Story by Davison Vandira
BUSINESS operators’ insincerity to hike prices of basic commodities has been exposed with revelations that many are harvesting from a facility that allocates a weekly average of US$20 million from the Reserve Bank of Zimbabwe’s foreign currency auction.
According to the Ministry of Industry and Commerce, 80 percent of the country’s supermarket shelves are currently being dominated by local products, a development which has been corroborated by the Zimbabwe National Chamber of Commerce and Confederation of Zimbabwe Industries manufacturing survey reports.
Zimbabwe is witnessing a price increase madness especially of basic commodities in the local currency despite the same accessing foreign currency at official rates thereby creating a paradox that needs urgent government intervention.
It is in this regard that economic analysts have questioned the sincerity of the business owners who are now taking the auction platform as an arbitrage source of the greenback.

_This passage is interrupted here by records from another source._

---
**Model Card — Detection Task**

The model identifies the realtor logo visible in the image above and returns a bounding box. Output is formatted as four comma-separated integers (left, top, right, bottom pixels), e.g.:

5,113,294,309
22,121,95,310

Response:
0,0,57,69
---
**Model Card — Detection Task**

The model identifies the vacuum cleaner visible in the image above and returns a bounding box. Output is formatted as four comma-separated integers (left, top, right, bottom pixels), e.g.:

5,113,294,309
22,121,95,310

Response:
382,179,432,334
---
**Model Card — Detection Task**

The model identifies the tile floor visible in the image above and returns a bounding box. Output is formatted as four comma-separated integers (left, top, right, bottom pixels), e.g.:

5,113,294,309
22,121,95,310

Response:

“The Foreign Auction System was introduced for a noble reason and due to profiteering tendencies by our business community the good initiative is now being abused at the expense of the whole economy,” said development economist, Mr Paison Tazvivinga.
“The current price madness for goods and services being charged in the domestic currency has many causes and what is now needed is to have the Auction system streamlined or discontinued as manufacturers are just cashing in on this platform without the benefits cascading to the rest of the economy,” said economic analyst, Mr Kudakwashe Mugova.
The government is already seized with the irrational and unjust price increases being experienced by consumers and necessary measures are being instituted to redress the situation.